In its decision dated 29 June 2017, the CAB found that the object of IPP's “infringing conduct was clearly to prevent the entry of a new competitor into the market for individual life insurance products in Singapore, and to prevent the competitor from providing a cheaper alternative product that would affect its own business. This is injurious to competition by its very nature as it would result in the prevention, restriction or distortion of competition in the relevant market.”

The CAB noted that the result of the infringing conduct is that “the market never returned to the state of competition that would have existed had the Fundsupermart offer not been withdrawn.”

The IPP and the nine other parties had used iFAST to handle unit trust transactions for their clients. This commercial relationship with iFAST contributed significantly to iFAST’s revenues and placed them in a position to exert pressure on iFAST.

The CAB dismissed IPP’s arguments that it should only be penalised based on the turnover derived from its conduct, i.e., new policies entered into in FY 2014 and that the starting percentage imposed by CCS was too high. The CAB agreed with CCS that relevant turnover is the entire turnover derived from the relevant product and geographic markets affected by the infringement, i.e., turnover from all the policies in force in FY2014, and held that the starting percentage imposed by CCS is neither excessive nor unjustified in light of the nature of IPP’s conduct.

For the purposes of calculating the appropriate level of financial penalties in this case, CCS had been of the view that the relevant product market is the distribution of the insurers’ relevant individual life insurance products by financial advisers as well as the other distribution channels used by the insurers for selling their relevant individual life insurance products in Singapore.

The CAB also dismissed IPP’s argument that the financial penalty should be reduced to reflect a minimal infringement period of one month as the agreement took place over a short span of two days. The CAB had regard to the objective of the conduct and agreed with CCS that the short duration of the infringement should not be credited to IPP, otherwise CAB would be rewarding IPP for the fast and effective implementation of the agreement.

Lastly, the CAB also held that IPP failed to demonstrate that it operates in a high turnover, low margin industry and that there was no uncertainty that IPP’s conduct was in breach of the Act.

On 18 July 2017, IPP paid the outstanding financial penalty of $239,851 together with interest as ordered by the CAB. The other nine financial advisers had paid the financial penalty imposed on them within two months of the date of their receipt of the CCS decision in 2016. The total penalty imposed on all 10 in the group was S$909,302.

Disruption inevitably causes displeasure

CCS’s Chief Executive, Mr Toh Han Li, said: “The disruptive entry of a new competitor with an innovative offering would inevitably cause displeasure and outcry among the existing market players. However, market players need to decide their own individual competitive response.

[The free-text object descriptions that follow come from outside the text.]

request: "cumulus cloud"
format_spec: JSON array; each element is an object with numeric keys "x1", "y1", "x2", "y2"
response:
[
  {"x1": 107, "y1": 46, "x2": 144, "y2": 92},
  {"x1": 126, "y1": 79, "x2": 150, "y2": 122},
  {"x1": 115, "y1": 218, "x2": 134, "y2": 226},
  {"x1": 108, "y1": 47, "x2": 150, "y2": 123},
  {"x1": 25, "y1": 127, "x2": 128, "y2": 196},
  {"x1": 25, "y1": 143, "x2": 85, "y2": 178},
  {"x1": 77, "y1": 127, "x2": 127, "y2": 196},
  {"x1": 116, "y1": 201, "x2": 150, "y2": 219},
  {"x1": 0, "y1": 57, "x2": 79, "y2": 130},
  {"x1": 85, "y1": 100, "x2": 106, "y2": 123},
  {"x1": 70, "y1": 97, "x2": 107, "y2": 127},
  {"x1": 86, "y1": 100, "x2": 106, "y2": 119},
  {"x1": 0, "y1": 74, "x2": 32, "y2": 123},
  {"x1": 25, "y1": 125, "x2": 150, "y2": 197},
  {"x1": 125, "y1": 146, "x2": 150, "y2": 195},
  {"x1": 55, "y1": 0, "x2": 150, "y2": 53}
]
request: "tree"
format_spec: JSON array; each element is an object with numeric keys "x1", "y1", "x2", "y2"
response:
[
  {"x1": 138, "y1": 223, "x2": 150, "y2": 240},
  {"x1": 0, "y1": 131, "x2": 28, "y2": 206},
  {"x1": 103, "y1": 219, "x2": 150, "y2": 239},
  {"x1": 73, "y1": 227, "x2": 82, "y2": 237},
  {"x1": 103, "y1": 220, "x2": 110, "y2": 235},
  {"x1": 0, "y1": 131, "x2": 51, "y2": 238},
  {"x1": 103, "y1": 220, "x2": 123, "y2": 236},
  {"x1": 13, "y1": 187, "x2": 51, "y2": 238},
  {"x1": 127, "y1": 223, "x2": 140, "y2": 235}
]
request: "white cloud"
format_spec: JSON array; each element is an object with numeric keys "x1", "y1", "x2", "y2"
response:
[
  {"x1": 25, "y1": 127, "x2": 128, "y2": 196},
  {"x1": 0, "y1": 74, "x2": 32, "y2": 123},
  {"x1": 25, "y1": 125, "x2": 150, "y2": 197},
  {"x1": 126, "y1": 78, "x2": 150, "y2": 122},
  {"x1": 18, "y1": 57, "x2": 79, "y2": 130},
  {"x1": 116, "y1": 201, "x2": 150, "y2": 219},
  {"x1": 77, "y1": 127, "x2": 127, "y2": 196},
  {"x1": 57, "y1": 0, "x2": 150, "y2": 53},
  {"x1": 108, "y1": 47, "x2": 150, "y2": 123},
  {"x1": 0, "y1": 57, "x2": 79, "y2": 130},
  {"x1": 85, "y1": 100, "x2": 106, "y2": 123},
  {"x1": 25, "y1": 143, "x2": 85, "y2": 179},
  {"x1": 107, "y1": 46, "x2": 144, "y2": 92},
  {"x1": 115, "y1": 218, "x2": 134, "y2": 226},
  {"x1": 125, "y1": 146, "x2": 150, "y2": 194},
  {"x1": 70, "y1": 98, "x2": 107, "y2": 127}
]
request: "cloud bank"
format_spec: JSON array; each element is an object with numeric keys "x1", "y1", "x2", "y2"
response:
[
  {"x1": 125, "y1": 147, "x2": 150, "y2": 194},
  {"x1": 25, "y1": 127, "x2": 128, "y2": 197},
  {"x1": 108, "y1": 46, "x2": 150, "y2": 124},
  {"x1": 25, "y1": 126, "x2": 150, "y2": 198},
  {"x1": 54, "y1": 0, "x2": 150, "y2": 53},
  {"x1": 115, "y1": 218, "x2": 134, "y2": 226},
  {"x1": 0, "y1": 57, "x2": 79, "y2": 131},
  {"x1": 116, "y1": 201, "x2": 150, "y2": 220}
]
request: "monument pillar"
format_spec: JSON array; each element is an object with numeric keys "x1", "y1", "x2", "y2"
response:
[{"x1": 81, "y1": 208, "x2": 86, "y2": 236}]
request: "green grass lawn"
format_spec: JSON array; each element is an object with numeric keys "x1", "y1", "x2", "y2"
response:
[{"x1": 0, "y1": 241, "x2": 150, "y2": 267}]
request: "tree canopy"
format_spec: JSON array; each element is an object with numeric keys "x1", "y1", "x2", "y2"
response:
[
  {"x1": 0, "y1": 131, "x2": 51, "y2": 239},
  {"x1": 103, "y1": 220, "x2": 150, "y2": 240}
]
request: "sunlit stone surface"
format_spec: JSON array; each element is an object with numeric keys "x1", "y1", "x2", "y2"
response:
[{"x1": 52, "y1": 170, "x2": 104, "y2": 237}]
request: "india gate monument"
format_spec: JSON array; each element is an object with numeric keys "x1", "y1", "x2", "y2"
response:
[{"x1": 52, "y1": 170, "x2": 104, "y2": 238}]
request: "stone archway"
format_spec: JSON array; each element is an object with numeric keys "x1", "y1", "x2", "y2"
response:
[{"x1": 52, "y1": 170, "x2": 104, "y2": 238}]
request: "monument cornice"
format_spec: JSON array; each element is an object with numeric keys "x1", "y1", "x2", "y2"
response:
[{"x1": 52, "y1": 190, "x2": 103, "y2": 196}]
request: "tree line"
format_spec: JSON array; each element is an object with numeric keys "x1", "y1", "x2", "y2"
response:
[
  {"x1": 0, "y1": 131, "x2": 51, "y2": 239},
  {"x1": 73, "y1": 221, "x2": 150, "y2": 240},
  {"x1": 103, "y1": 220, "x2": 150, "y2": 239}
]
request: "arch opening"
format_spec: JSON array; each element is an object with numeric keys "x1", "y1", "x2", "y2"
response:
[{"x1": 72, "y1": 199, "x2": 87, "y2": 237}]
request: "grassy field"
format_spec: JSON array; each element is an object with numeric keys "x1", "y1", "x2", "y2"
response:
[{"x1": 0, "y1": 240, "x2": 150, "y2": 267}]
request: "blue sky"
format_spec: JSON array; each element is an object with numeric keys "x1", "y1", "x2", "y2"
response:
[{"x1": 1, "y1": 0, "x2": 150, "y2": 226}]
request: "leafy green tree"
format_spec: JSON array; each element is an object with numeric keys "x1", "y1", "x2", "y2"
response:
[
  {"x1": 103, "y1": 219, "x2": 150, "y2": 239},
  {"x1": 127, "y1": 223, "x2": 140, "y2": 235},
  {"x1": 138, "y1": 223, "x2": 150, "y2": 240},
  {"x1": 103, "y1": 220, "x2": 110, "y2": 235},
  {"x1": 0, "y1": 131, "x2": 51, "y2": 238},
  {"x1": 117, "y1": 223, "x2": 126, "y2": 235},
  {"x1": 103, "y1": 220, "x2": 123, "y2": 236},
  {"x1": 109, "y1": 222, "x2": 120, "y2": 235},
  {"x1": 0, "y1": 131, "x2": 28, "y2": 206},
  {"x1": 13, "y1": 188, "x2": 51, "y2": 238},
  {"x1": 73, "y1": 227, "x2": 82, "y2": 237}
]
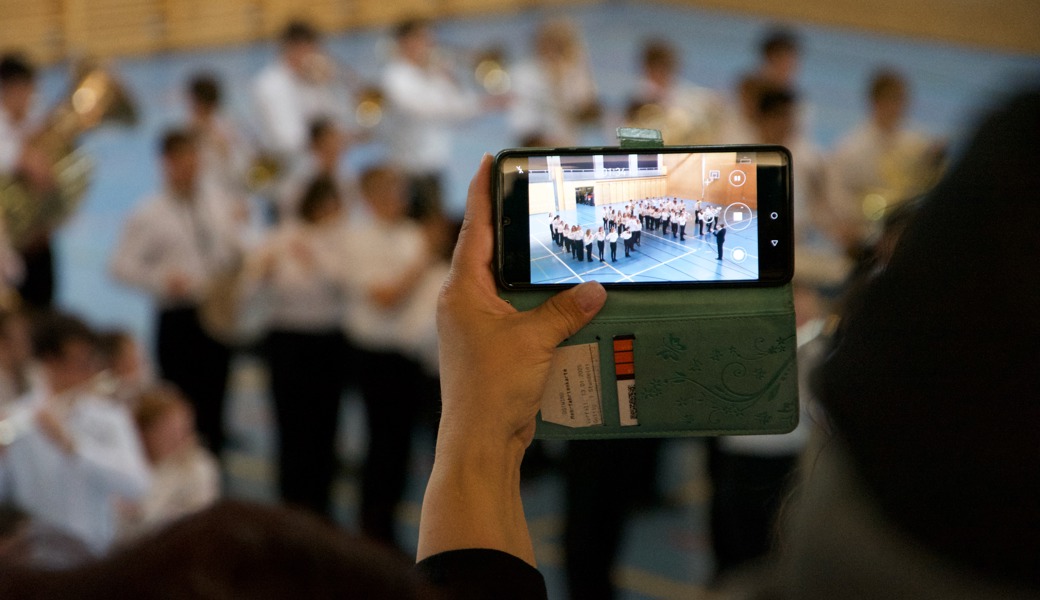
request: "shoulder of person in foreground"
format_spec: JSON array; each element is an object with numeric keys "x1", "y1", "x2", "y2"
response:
[{"x1": 0, "y1": 500, "x2": 438, "y2": 600}]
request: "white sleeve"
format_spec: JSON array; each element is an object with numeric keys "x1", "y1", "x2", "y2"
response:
[
  {"x1": 253, "y1": 70, "x2": 306, "y2": 156},
  {"x1": 109, "y1": 206, "x2": 170, "y2": 297},
  {"x1": 383, "y1": 65, "x2": 480, "y2": 123},
  {"x1": 70, "y1": 403, "x2": 152, "y2": 500}
]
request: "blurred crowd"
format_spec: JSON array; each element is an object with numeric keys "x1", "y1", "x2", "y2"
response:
[{"x1": 0, "y1": 12, "x2": 955, "y2": 597}]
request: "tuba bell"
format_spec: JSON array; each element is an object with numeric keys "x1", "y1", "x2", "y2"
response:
[{"x1": 0, "y1": 61, "x2": 137, "y2": 249}]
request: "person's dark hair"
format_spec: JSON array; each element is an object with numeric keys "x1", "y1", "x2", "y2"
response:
[
  {"x1": 188, "y1": 73, "x2": 221, "y2": 109},
  {"x1": 0, "y1": 53, "x2": 35, "y2": 85},
  {"x1": 868, "y1": 67, "x2": 907, "y2": 104},
  {"x1": 95, "y1": 329, "x2": 133, "y2": 367},
  {"x1": 760, "y1": 27, "x2": 800, "y2": 59},
  {"x1": 308, "y1": 117, "x2": 335, "y2": 148},
  {"x1": 30, "y1": 311, "x2": 97, "y2": 361},
  {"x1": 642, "y1": 40, "x2": 677, "y2": 71},
  {"x1": 0, "y1": 501, "x2": 437, "y2": 599},
  {"x1": 812, "y1": 88, "x2": 1040, "y2": 589},
  {"x1": 280, "y1": 19, "x2": 319, "y2": 45},
  {"x1": 159, "y1": 128, "x2": 195, "y2": 157},
  {"x1": 297, "y1": 175, "x2": 340, "y2": 222},
  {"x1": 394, "y1": 17, "x2": 430, "y2": 41},
  {"x1": 757, "y1": 85, "x2": 796, "y2": 117}
]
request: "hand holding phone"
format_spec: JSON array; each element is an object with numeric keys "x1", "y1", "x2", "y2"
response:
[{"x1": 492, "y1": 145, "x2": 799, "y2": 439}]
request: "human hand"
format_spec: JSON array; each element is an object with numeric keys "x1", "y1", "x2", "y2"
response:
[
  {"x1": 419, "y1": 154, "x2": 606, "y2": 565},
  {"x1": 35, "y1": 405, "x2": 75, "y2": 455},
  {"x1": 166, "y1": 271, "x2": 193, "y2": 298},
  {"x1": 436, "y1": 154, "x2": 606, "y2": 454}
]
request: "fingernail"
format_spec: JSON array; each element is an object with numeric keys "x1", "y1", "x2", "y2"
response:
[{"x1": 574, "y1": 281, "x2": 606, "y2": 313}]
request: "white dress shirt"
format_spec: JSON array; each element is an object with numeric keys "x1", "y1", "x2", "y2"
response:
[
  {"x1": 110, "y1": 185, "x2": 240, "y2": 309},
  {"x1": 252, "y1": 60, "x2": 349, "y2": 158},
  {"x1": 381, "y1": 58, "x2": 480, "y2": 174},
  {"x1": 0, "y1": 388, "x2": 151, "y2": 554},
  {"x1": 247, "y1": 220, "x2": 350, "y2": 332},
  {"x1": 338, "y1": 217, "x2": 427, "y2": 352},
  {"x1": 509, "y1": 58, "x2": 596, "y2": 145}
]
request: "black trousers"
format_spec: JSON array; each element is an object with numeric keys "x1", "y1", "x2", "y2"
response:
[
  {"x1": 565, "y1": 439, "x2": 662, "y2": 600},
  {"x1": 355, "y1": 347, "x2": 431, "y2": 547},
  {"x1": 709, "y1": 449, "x2": 798, "y2": 577},
  {"x1": 16, "y1": 239, "x2": 54, "y2": 309},
  {"x1": 585, "y1": 244, "x2": 592, "y2": 261},
  {"x1": 157, "y1": 307, "x2": 231, "y2": 454},
  {"x1": 266, "y1": 329, "x2": 348, "y2": 516},
  {"x1": 609, "y1": 242, "x2": 617, "y2": 261},
  {"x1": 406, "y1": 173, "x2": 443, "y2": 220},
  {"x1": 597, "y1": 241, "x2": 605, "y2": 260}
]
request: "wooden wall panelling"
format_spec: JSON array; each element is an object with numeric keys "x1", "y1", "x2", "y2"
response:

In this case, colluding to collectively pressure a competitor into withdrawing its innovative offering prevents consumers from enjoying significant benefits such as greater choice, greater convenience, more competitive prices, and prevented the market from becoming more competitive. CCS will take the necessary enforcement measures to allow new entrants to fairly compete with the existing market players on a level playing field, such that the market becomes more efficient, innovative and responsive to consumer’s needs.”